The central bank is expected to make purchases that will drain liquidity further.
The aggressive purchases made by the Hong Kong Monetary Authority (HKMA) to defend the currency peg system has brought the city’s aggregate balance down to $91b as of August 27, according to OCBC Treasury Research.
The aggregate balance fell to $92.754 in August 23 which would mark the first time since 2008 that interbank liquidity breached the $100b mark. It then fell to $92.764 in August 24 and settled at $91.025b in August 27.
The HKMA has spent roughly $75b this year alone to boost the struggling HKD after another purchasing $1.766b last week in its latest effort to defend the local currency peg to the greenback.
OCBC Treasury Research expects more purchases to loom in the coming months, pushing interbank liquidity lower.

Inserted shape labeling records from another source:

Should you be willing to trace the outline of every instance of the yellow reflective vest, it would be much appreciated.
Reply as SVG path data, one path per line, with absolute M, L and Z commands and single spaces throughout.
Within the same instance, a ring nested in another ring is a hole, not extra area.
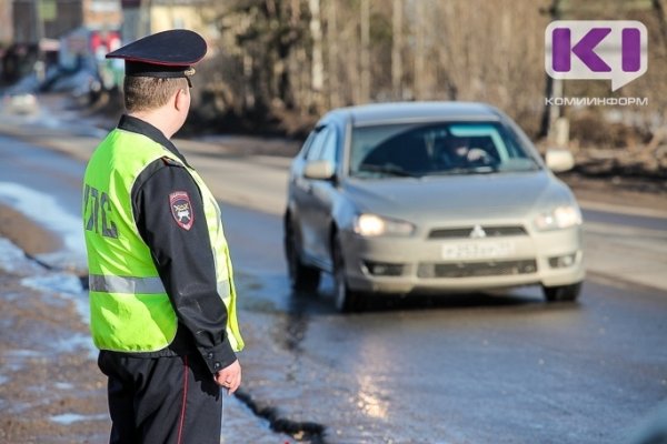
M 148 137 L 116 129 L 97 148 L 86 169 L 82 214 L 90 273 L 90 329 L 100 350 L 155 352 L 176 336 L 177 315 L 137 229 L 131 201 L 135 181 L 160 158 L 182 164 Z M 201 192 L 218 294 L 227 307 L 227 339 L 233 351 L 240 351 L 243 341 L 220 208 L 197 171 L 182 165 Z

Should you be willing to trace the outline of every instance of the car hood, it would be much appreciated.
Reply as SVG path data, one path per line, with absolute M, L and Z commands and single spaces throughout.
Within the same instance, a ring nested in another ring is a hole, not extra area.
M 518 173 L 350 179 L 344 192 L 357 211 L 412 222 L 518 219 L 573 202 L 569 189 L 545 170 Z

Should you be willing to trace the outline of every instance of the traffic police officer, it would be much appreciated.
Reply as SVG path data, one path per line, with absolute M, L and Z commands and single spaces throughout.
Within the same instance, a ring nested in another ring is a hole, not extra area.
M 220 386 L 241 382 L 220 209 L 170 141 L 206 49 L 171 30 L 107 54 L 125 59 L 128 114 L 88 163 L 82 212 L 111 443 L 219 444 Z

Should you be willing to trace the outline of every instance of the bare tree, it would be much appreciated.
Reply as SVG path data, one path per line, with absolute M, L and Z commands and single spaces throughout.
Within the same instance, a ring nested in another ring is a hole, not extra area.
M 308 0 L 310 8 L 310 37 L 312 38 L 312 107 L 320 111 L 323 108 L 322 90 L 325 87 L 325 62 L 322 56 L 322 28 L 320 21 L 320 0 Z
M 361 89 L 360 101 L 370 100 L 370 0 L 361 0 Z
M 341 104 L 339 80 L 338 80 L 338 2 L 329 0 L 327 2 L 327 48 L 328 48 L 328 70 L 327 79 L 329 87 L 329 107 L 337 108 Z
M 394 0 L 391 19 L 391 90 L 398 100 L 402 98 L 402 0 Z

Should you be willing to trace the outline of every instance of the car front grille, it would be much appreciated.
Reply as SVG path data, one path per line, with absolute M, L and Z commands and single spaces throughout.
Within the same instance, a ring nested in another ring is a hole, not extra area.
M 509 276 L 537 272 L 534 259 L 521 261 L 457 262 L 457 263 L 420 263 L 417 276 L 429 278 L 479 278 Z
M 484 234 L 481 231 L 484 230 Z M 474 233 L 479 233 L 475 235 Z M 428 239 L 468 239 L 475 236 L 481 238 L 501 238 L 512 235 L 526 235 L 526 229 L 522 225 L 502 225 L 502 226 L 465 226 L 456 229 L 436 229 L 431 230 Z

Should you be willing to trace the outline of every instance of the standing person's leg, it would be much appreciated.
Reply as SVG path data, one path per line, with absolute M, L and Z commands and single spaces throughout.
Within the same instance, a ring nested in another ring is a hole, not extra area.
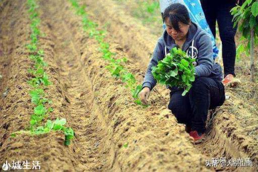
M 191 125 L 190 117 L 191 116 L 189 94 L 182 96 L 183 91 L 170 92 L 170 100 L 168 104 L 168 109 L 174 114 L 179 123 L 184 124 L 186 126 Z
M 237 28 L 236 27 L 233 28 L 234 23 L 232 21 L 233 16 L 230 14 L 230 10 L 235 6 L 235 1 L 226 1 L 218 5 L 217 13 L 220 36 L 222 42 L 224 77 L 226 77 L 223 82 L 225 85 L 240 82 L 239 80 L 234 80 L 236 59 L 235 35 Z
M 215 1 L 201 0 L 202 8 L 205 18 L 211 29 L 214 38 L 216 38 L 216 6 Z
M 221 81 L 216 79 L 198 78 L 192 83 L 189 98 L 192 112 L 191 132 L 195 132 L 191 135 L 190 133 L 190 135 L 199 140 L 203 137 L 203 134 L 206 131 L 205 126 L 209 109 L 220 106 L 225 101 L 224 87 Z

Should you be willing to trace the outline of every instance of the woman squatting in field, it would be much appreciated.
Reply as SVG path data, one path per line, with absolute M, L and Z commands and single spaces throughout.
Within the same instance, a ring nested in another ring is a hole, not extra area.
M 195 64 L 195 81 L 185 96 L 183 89 L 167 87 L 170 92 L 168 108 L 179 123 L 185 124 L 185 130 L 199 143 L 206 132 L 208 110 L 221 106 L 225 101 L 224 86 L 221 66 L 214 62 L 211 39 L 209 34 L 191 21 L 189 13 L 183 5 L 176 3 L 168 7 L 162 16 L 166 28 L 157 41 L 139 94 L 144 103 L 147 103 L 150 91 L 157 81 L 152 67 L 164 58 L 172 48 L 177 47 L 185 51 Z

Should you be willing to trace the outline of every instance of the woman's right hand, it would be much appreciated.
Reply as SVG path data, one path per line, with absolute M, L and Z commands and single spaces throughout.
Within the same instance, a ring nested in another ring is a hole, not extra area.
M 148 103 L 147 99 L 150 96 L 151 90 L 149 87 L 144 87 L 139 93 L 139 97 L 141 101 L 145 104 Z

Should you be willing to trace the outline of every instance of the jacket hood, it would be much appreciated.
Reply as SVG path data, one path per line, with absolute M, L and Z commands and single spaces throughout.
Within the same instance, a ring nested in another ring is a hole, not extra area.
M 195 39 L 198 34 L 202 31 L 202 28 L 196 23 L 191 22 L 191 24 L 189 27 L 189 30 L 186 35 L 186 40 L 182 46 L 183 50 L 185 50 L 190 43 Z M 162 35 L 162 40 L 166 47 L 169 50 L 177 45 L 175 43 L 175 40 L 168 35 L 166 29 L 164 31 Z

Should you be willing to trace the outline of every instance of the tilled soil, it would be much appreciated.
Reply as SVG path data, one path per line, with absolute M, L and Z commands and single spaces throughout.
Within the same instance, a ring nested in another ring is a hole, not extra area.
M 128 58 L 126 67 L 140 83 L 157 38 L 116 11 L 119 6 L 113 1 L 81 3 L 92 19 L 98 17 L 95 21 L 100 26 L 109 23 L 105 39 L 111 51 L 116 59 Z M 7 160 L 37 160 L 44 171 L 257 170 L 257 120 L 241 100 L 231 95 L 208 126 L 205 141 L 194 145 L 166 107 L 167 90 L 155 88 L 148 108 L 134 103 L 130 90 L 105 68 L 99 45 L 82 31 L 81 18 L 67 1 L 39 1 L 40 30 L 46 35 L 40 38 L 39 47 L 53 82 L 45 90 L 53 102 L 50 118 L 65 118 L 75 139 L 65 146 L 59 132 L 11 138 L 11 133 L 28 126 L 33 112 L 31 88 L 26 82 L 32 66 L 25 48 L 29 18 L 26 1 L 0 3 L 1 164 Z M 250 157 L 254 166 L 206 167 L 205 160 L 213 157 Z

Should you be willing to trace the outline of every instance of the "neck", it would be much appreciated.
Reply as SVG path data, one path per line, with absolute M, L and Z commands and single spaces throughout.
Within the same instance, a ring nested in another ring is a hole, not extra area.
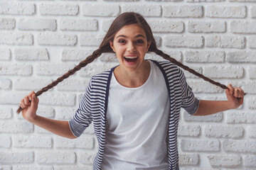
M 114 74 L 117 81 L 122 86 L 129 88 L 139 87 L 147 80 L 150 73 L 150 63 L 145 61 L 142 68 L 138 71 L 127 72 L 120 66 L 114 70 Z

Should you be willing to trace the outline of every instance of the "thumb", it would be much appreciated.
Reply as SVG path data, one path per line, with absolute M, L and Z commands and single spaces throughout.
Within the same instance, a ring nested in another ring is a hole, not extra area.
M 31 107 L 36 108 L 36 94 L 32 94 L 32 99 L 31 99 Z

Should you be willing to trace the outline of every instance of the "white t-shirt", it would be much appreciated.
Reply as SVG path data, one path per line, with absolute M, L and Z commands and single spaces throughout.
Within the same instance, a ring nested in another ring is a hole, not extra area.
M 168 169 L 169 96 L 163 74 L 149 62 L 139 87 L 123 86 L 112 74 L 102 170 Z

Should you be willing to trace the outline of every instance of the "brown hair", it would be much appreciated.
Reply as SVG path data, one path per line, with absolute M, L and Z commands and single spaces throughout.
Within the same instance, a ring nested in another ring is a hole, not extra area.
M 209 81 L 211 84 L 218 86 L 224 89 L 228 89 L 226 86 L 221 84 L 218 82 L 215 82 L 213 80 L 211 80 L 209 78 L 204 76 L 203 74 L 196 72 L 193 69 L 190 69 L 188 67 L 183 65 L 183 64 L 176 61 L 175 59 L 171 57 L 169 55 L 164 53 L 161 50 L 159 50 L 156 47 L 156 40 L 154 38 L 151 29 L 149 26 L 149 24 L 147 23 L 147 22 L 146 21 L 146 20 L 143 18 L 143 16 L 142 16 L 141 15 L 137 13 L 128 12 L 120 14 L 114 20 L 97 50 L 94 51 L 92 54 L 88 56 L 85 60 L 80 62 L 78 64 L 78 65 L 74 67 L 74 69 L 69 70 L 66 74 L 58 78 L 55 81 L 53 81 L 51 84 L 48 84 L 48 86 L 43 87 L 42 89 L 37 91 L 36 93 L 36 96 L 38 96 L 41 94 L 42 94 L 43 92 L 46 92 L 48 90 L 53 88 L 53 86 L 55 86 L 59 82 L 61 82 L 63 80 L 67 79 L 70 75 L 73 75 L 75 72 L 80 70 L 82 67 L 84 67 L 87 64 L 92 62 L 96 58 L 100 57 L 102 53 L 114 52 L 110 47 L 109 42 L 112 41 L 114 40 L 114 35 L 122 28 L 130 24 L 137 24 L 139 26 L 142 27 L 144 30 L 146 35 L 147 40 L 148 41 L 150 40 L 151 42 L 149 48 L 148 50 L 149 52 L 155 52 L 156 55 L 161 56 L 164 59 L 169 60 L 171 62 L 203 79 L 204 80 Z M 19 107 L 19 108 L 17 110 L 17 113 L 20 113 L 21 110 L 22 110 L 21 107 Z

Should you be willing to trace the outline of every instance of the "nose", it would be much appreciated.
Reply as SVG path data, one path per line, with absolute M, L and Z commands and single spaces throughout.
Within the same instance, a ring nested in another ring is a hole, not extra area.
M 134 52 L 136 50 L 136 47 L 133 42 L 129 42 L 127 45 L 127 51 L 129 52 Z

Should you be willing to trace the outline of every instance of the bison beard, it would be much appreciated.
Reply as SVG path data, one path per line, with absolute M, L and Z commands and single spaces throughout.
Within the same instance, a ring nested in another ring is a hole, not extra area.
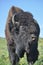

“Moving forward, in the absence of mega IPOs, ample front-end liquidity is expected to sustain and continually push USDHKD up to 7.85 in the coming month. As Fed is poised to raise rate in Sep, increasing speculation on a wider US-HK yield differential would further boost carry trade activities. As such, we expect to see more liquidity withdrawal ahead,” the firm said in a statement.
"The HKMA is fully capable of maintaining the stability of the HKD exchange rate and managing large-scale capital flows," HKMA deputy chief executive Howard Lee said in an earlier statement, adding that the Exchange Fund holds over $4t worth of assets to shield against volatility.
The HKD Monetary Base also amounted to over $1.6t and banks held more than $4t of highly liquid assets at the end of 2017, providing a strong buffer in the event of fund outflows, he added.